The range of bias commonly applied is usually limited to between −5 V to +5 V for most studies. This can be achieved by applying a forward bias or reverse bias to the sample through the spotted gold contact. By adjusting this bias, along with the current passing through the cantilever, one can adjust the repulsive/attractive forces between the sample and the tip. When a reverse bias is applied (tip is negative relative to the sample), the tip and the sample experience attractive forces between them. This current density measurement is then combined with the topographical information previously gathered from the AFM tip and cantilever. The resulting image displays the local variations in morphology with the current density measurements superimposed onto of them.

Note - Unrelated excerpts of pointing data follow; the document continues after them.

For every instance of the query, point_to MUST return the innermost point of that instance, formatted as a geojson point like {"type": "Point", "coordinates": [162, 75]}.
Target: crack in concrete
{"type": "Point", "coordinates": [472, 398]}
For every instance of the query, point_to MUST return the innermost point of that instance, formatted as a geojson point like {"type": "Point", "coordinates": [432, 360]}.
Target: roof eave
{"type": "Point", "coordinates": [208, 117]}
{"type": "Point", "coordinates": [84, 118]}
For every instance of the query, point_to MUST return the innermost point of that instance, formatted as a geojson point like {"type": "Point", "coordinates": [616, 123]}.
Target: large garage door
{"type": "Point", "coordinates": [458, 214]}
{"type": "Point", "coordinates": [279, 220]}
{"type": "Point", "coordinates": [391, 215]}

Several methods have been employed to help reduce both mechanical and acoustic vibrations within the system. Mechanical vibrations are mainly attributed to traffic in and out of a building Other sources of mechanical vibrations have often been seen in the higher stories of a building due to reduced damping from building supports. This source of vibrational noise is easily controlled through the use of a vibration isolation table. Acoustical vibrations are far more common than mechanical vibrations. This type of vibration is a result of air movement near the instrument such as fans or human voices. Several methods have been developed to help reduce this source of vibration. An easy solution for this is separating the electronic components from the stage. The reason for this separation of components is due to the cooling fans within the electrical devices. While operating, the fans lead to a constant source of vibrational noise within the system. In most cases, other methods still need to be employed to help reduce this source of noise. For instance, the instrument can be placed within a sealed box constructed of acoustic dampening material. Smaller stages also result in less surface area for acoustic vibrations to collide with, thus reducing the noise recorded. A more in depth solution consists of removing all sharp edges on the instrument. These sharp edges can excite resonances within the piezo-electric materials which increase the acoustic noise within the system.